The rest that you say is pretty standard stuff and should be elementary knowledge for anyone working seriously in this domain( * ). Am I missing something ?
> For getting an hypothesis test from those algorithms will usually mean doing a derivation to find the probability of Type I error, and such a derivation is commonly difficult to not done yet
Sure its difficult, doesn't mean its not been done. This is bread and butter in ML and non-parametric stats. In fact type I is easy and type I is no where near enough. Setting up an RNG (random number generator) will satisfy the requirements of type I error trivially. The key is type II or in other words key is the proof that the proposed method is better than the bespoke RNG, stated yet another way if power is abysmal it counts for squats.
( * ) Gratuitous assumptions of Gaussianity and incorrect applications of CLT does not qualify as 'working seriously in this domain" for me
For power, I did mention Neyman-Pearson.
In one paper I wrote on such things, multi-dimensional and distribution-free, I did some derivations, not easy to do (the paper was published in Information Sciences) for probability of Type I error, significance of the test, and used a classic result, LeCam called "tightness" of S. Ulam to show that the power of the test was better than that of a trivial test. Ulam's result is in P. Billingsley, Convergence of Probability Measures. Billingsley was long at U. Chicago.

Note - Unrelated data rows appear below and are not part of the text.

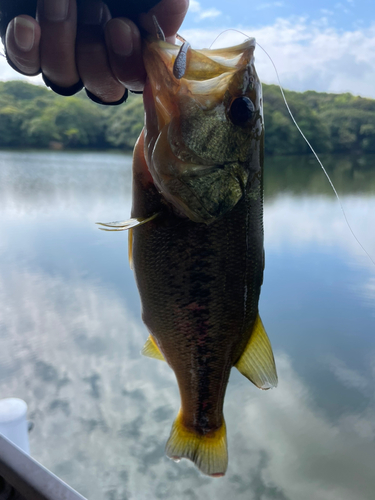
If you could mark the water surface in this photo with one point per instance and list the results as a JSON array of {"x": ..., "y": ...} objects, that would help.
[{"x": 71, "y": 334}]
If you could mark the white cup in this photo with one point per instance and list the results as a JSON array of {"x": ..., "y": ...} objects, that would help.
[{"x": 13, "y": 422}]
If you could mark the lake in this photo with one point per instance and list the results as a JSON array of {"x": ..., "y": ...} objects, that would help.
[{"x": 71, "y": 335}]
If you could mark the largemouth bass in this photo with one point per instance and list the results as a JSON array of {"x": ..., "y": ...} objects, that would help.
[{"x": 197, "y": 248}]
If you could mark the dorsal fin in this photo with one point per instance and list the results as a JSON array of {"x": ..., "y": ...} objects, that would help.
[
  {"x": 257, "y": 362},
  {"x": 151, "y": 349}
]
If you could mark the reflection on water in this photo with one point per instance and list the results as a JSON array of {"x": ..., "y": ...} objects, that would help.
[{"x": 70, "y": 336}]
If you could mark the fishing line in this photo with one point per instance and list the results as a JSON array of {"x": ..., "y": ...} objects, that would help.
[{"x": 307, "y": 142}]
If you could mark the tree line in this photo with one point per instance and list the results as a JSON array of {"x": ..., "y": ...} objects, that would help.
[{"x": 32, "y": 116}]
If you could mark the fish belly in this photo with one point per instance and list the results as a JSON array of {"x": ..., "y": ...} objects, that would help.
[{"x": 199, "y": 286}]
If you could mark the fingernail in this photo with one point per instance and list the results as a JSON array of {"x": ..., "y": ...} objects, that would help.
[
  {"x": 120, "y": 37},
  {"x": 55, "y": 10},
  {"x": 91, "y": 13},
  {"x": 24, "y": 33}
]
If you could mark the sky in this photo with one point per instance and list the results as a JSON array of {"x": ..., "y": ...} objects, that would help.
[{"x": 327, "y": 46}]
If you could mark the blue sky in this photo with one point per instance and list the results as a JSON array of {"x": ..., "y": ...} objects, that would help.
[
  {"x": 344, "y": 15},
  {"x": 327, "y": 46}
]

erm that was exactly the last paragraph of my comment.
In ML distribution free multivariate tests have a slightly different flavor. The way those work is you compare the empirical expectation of all functions in a class (typically a Hilbert space). This is reminiscent of Cramer Wold. Separability properties of reproducing kernel Hilbert space makes it tractable to compare these.
As I mentioned, I got an, admittedly weak, power result using Ulam's tightness. Yes, it's weak, but it's quite general.
If I return to the mathematical statistics of hypothesis testing, I'll look into what you mentioned.
From what you mentioned, it appears that some of ML is actually being mathematical: I continue to believe that computer science is 'out of gas' and needs some new directions and those about have to be from, with, in pure/applied math, applied to problems newly important because of computing, but, still, pure/applied math.
BTW when is the launch. All the best.